Are zero gradients or additional forward in training suitable in mxnet?


I tried to develop the detection network using mxnet.

previously, I build a subnetwork using caffe.

this subnetwork requires the data spliting and additional forward operation in training.

In my configuration in mxnet, the subnetworks is

conv_part0 | conv_part1 | conv_part2 [ these are sharing weights ]

roi_pooled0 | roi_pooled1 | roi_pooled2 [ these features are extracted from conv_partx ]

        | feature_selector |                              

[ this selector choose one roi_pooled feature per roi. and, when backpropagation, this layer sets the gradient of the roi_pooled feature not selected to 0]

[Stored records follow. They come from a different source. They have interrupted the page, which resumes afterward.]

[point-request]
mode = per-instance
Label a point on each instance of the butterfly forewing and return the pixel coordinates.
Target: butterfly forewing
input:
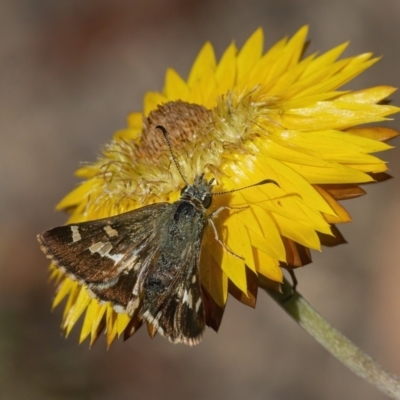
(100, 253)
(145, 262)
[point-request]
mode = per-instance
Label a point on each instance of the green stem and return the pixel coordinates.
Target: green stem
(337, 344)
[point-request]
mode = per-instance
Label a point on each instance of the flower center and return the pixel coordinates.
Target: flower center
(183, 122)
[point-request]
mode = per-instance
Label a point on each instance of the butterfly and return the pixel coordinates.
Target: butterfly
(146, 261)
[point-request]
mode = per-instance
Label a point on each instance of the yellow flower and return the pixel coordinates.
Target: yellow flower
(249, 117)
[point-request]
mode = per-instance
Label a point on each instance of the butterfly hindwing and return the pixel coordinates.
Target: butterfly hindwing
(172, 290)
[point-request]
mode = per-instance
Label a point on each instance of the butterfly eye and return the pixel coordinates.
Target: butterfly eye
(207, 201)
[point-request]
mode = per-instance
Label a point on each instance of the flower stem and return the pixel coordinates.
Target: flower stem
(337, 344)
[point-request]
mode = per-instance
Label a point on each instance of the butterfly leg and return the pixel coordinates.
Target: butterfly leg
(211, 222)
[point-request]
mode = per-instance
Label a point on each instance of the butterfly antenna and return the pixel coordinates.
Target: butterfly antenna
(165, 133)
(264, 182)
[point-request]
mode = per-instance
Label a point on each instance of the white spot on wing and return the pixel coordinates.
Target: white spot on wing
(76, 236)
(103, 249)
(110, 231)
(188, 298)
(198, 304)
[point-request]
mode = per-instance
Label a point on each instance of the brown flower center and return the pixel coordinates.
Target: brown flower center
(183, 122)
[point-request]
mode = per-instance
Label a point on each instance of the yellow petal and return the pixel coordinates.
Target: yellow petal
(205, 61)
(250, 54)
(267, 265)
(225, 74)
(175, 87)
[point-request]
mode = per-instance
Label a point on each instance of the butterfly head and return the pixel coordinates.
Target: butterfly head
(200, 190)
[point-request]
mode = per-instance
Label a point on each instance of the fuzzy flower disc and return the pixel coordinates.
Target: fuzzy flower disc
(249, 117)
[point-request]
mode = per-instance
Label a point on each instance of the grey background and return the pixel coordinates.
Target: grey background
(70, 72)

and the training is processed with additional forward operation to get the label

mod.forward using data_batch_1
data_batch_2 is updated using the output of mod.forward
mod.forward_and_backward using data_batch_2

however, the configuration doesn’t seem to work in back-propagation.

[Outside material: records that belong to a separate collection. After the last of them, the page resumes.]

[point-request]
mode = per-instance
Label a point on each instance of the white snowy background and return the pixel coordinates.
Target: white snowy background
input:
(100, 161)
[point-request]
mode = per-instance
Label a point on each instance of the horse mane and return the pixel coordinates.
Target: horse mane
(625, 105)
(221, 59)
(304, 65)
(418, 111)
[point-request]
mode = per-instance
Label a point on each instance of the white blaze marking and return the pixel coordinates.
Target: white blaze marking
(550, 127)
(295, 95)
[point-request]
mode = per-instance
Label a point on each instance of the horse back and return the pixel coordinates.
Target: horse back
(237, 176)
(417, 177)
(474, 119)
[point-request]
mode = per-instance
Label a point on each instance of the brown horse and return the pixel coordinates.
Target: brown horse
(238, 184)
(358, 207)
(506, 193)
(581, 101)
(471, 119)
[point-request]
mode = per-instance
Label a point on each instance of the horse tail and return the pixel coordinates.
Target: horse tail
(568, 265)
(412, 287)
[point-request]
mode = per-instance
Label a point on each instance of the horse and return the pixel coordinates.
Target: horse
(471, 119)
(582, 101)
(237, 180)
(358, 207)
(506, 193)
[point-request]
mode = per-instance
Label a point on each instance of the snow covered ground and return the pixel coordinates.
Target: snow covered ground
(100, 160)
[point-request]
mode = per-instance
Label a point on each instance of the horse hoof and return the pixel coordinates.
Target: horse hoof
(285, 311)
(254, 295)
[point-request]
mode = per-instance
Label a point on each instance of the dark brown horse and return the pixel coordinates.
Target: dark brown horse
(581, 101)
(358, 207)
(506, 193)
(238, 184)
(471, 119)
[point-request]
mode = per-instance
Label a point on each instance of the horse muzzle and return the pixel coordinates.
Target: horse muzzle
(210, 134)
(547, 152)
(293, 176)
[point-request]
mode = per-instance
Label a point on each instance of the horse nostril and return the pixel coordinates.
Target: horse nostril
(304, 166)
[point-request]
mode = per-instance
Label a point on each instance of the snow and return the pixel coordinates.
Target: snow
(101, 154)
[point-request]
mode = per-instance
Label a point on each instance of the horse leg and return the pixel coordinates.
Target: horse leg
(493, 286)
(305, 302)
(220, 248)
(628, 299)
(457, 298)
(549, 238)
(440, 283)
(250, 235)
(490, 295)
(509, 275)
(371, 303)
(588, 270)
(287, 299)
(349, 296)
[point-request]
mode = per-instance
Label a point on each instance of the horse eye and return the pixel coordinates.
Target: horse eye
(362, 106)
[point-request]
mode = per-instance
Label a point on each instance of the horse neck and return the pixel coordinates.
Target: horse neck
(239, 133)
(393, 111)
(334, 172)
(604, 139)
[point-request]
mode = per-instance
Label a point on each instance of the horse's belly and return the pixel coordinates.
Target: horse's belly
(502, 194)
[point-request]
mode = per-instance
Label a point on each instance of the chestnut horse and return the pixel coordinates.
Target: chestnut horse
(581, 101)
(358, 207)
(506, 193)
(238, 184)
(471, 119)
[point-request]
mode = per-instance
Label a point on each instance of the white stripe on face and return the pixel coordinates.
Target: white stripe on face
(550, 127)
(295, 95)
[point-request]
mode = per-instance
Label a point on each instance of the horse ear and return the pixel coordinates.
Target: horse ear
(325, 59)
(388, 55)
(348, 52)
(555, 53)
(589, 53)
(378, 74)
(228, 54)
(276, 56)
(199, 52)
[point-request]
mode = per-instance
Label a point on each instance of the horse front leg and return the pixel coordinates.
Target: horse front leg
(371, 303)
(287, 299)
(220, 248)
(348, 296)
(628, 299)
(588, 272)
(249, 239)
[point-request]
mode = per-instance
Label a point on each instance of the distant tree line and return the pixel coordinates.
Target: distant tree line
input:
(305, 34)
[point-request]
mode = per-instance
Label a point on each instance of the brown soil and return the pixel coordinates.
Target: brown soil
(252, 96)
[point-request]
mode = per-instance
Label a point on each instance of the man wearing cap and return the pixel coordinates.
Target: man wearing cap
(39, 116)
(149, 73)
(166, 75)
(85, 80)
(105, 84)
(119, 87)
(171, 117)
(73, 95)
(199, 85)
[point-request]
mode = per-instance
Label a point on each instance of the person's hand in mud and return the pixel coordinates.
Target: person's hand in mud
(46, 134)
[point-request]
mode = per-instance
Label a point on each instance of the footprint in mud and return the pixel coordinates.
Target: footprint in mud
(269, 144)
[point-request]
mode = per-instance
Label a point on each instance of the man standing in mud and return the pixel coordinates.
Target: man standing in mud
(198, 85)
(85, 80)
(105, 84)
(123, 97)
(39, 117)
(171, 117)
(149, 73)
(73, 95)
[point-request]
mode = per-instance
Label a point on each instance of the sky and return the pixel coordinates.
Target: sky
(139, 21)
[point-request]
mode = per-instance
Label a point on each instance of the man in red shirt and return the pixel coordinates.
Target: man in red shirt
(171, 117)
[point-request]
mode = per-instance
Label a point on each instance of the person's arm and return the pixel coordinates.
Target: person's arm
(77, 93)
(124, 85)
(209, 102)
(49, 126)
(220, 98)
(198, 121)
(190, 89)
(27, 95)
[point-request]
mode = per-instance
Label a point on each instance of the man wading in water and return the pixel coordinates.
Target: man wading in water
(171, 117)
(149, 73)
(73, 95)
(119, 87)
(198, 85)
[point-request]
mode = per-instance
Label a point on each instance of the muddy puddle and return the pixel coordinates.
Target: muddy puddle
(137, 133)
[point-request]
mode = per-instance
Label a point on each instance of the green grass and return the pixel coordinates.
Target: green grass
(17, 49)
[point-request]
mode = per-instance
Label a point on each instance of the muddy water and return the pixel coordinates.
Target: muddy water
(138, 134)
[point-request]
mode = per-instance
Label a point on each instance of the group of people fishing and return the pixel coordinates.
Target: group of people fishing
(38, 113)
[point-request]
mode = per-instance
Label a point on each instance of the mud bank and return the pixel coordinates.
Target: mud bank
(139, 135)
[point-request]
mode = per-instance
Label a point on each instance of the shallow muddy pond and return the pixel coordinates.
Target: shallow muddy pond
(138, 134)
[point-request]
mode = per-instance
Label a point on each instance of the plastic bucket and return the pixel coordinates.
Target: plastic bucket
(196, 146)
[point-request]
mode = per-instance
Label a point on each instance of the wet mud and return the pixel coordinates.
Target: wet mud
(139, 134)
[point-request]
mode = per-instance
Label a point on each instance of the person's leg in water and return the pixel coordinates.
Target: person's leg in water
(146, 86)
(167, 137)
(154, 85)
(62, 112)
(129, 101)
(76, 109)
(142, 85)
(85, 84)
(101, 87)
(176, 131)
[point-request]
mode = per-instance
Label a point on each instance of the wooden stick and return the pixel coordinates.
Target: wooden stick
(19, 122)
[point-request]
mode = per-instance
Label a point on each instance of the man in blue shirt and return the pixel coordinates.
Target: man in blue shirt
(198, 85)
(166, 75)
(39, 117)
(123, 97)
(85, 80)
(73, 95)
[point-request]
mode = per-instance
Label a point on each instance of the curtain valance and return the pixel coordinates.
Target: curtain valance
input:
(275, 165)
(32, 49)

when i set the shared weight of conv to reverse identity matrix or feed the wrong label related to feature selector, it makes the same loss and accuracy.

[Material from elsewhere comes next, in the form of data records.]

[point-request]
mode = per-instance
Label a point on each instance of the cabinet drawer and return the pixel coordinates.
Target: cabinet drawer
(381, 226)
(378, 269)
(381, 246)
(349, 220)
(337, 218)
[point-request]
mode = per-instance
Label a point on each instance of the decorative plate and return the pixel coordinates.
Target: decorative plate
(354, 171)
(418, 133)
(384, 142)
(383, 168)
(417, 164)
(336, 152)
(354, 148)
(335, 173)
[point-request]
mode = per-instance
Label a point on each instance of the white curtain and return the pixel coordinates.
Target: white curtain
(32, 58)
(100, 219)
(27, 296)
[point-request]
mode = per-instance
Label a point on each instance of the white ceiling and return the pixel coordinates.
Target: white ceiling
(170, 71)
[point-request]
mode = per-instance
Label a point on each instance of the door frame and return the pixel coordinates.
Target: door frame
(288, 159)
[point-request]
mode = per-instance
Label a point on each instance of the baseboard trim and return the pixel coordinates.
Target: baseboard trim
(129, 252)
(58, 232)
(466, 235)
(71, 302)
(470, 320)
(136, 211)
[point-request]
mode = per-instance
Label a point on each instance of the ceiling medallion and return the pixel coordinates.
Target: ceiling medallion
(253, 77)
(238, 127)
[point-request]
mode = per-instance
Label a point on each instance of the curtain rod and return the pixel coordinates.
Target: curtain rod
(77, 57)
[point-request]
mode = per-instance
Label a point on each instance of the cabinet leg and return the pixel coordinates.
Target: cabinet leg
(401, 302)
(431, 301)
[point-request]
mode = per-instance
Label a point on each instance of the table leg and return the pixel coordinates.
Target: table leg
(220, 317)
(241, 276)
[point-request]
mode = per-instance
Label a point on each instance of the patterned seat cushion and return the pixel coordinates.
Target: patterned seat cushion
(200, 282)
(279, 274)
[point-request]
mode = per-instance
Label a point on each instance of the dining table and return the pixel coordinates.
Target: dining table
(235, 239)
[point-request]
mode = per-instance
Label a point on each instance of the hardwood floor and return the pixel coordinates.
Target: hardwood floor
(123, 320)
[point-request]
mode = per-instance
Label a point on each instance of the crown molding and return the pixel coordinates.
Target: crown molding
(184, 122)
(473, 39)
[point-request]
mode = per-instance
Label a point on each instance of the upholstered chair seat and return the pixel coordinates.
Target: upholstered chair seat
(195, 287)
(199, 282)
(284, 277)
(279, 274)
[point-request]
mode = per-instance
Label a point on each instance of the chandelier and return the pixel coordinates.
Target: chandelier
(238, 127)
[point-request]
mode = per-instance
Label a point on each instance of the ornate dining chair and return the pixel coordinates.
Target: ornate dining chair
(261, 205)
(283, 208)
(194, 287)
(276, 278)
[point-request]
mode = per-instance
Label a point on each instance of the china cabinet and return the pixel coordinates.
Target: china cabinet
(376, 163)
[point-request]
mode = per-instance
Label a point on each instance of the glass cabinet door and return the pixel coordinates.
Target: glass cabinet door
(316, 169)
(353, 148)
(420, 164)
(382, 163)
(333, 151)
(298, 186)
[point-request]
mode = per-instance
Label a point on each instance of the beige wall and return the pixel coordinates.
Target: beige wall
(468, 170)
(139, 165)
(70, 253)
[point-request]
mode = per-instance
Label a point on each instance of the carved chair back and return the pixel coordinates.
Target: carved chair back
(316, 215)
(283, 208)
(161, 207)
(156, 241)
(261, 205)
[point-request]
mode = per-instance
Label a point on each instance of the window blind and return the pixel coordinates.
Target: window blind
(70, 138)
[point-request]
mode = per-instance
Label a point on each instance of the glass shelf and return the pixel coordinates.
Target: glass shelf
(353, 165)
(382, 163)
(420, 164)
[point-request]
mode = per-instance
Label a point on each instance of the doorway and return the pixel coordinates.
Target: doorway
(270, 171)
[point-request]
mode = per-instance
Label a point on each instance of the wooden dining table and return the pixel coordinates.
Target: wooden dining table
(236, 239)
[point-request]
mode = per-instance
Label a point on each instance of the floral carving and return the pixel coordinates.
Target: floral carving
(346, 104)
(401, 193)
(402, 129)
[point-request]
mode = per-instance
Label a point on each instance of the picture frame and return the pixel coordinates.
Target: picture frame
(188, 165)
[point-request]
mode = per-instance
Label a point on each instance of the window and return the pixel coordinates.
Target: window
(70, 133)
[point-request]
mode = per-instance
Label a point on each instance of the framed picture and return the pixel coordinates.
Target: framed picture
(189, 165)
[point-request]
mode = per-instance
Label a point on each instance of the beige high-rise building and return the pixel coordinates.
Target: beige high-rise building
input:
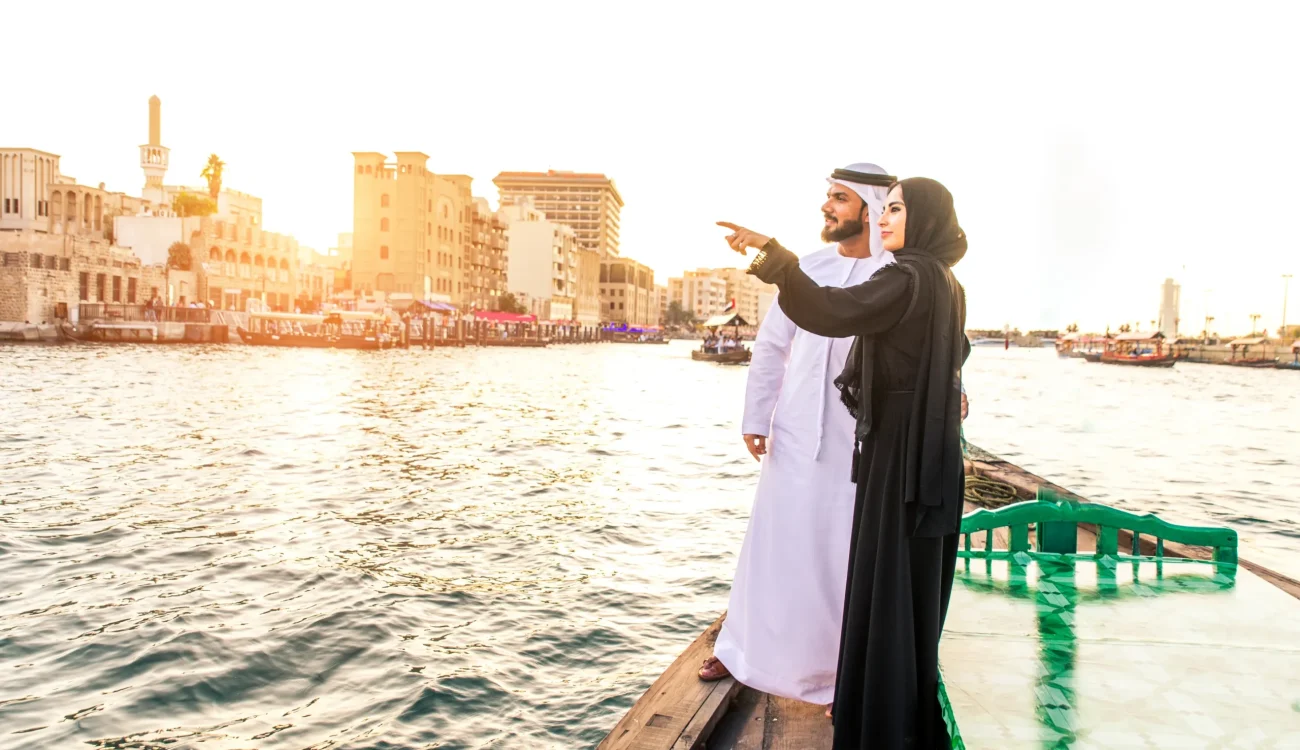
(410, 226)
(544, 261)
(586, 202)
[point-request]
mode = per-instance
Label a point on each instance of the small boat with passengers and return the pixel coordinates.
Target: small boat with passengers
(1252, 351)
(1138, 349)
(337, 329)
(720, 349)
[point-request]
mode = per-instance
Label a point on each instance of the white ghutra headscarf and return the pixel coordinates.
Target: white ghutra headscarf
(874, 195)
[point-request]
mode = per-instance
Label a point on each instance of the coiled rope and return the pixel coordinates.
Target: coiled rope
(989, 493)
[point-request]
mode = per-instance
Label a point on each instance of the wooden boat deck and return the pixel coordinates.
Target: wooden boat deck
(681, 712)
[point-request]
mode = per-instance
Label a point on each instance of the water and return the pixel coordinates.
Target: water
(235, 547)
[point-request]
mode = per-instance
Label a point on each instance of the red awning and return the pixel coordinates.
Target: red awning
(505, 317)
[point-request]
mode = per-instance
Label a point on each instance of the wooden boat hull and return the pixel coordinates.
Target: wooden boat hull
(681, 712)
(736, 356)
(1140, 360)
(312, 341)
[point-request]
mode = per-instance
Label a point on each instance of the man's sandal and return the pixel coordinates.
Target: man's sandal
(714, 670)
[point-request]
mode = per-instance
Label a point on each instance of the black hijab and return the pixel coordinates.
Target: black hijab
(934, 482)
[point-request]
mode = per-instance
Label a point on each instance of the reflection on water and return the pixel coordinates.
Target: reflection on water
(238, 547)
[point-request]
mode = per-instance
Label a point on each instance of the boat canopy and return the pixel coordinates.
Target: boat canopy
(356, 315)
(727, 319)
(1139, 336)
(434, 306)
(294, 316)
(503, 316)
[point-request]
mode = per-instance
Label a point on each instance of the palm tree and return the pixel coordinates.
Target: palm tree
(212, 173)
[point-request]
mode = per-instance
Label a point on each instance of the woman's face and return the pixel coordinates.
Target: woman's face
(893, 221)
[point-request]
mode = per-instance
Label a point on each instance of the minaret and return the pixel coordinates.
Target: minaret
(154, 156)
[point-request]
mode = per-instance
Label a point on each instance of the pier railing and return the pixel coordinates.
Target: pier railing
(120, 312)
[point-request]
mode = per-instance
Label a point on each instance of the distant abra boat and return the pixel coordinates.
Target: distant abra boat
(1251, 352)
(736, 354)
(1138, 350)
(339, 329)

I doubt two possibilities: in feature selector, the gradients of some data are zero and spread to convolution symbols by roi pooling. so maybe this zero and the spreading interrupts the proper back-propagation.
or the additional forwarding operation maybe interrupt the binding.

I am trying to find out the problem, however, this is not easy.

Are the additional forwarding and the back-propagation with useless data (gradients zero) suitable in mxnet?

any ideas how to solve this problems.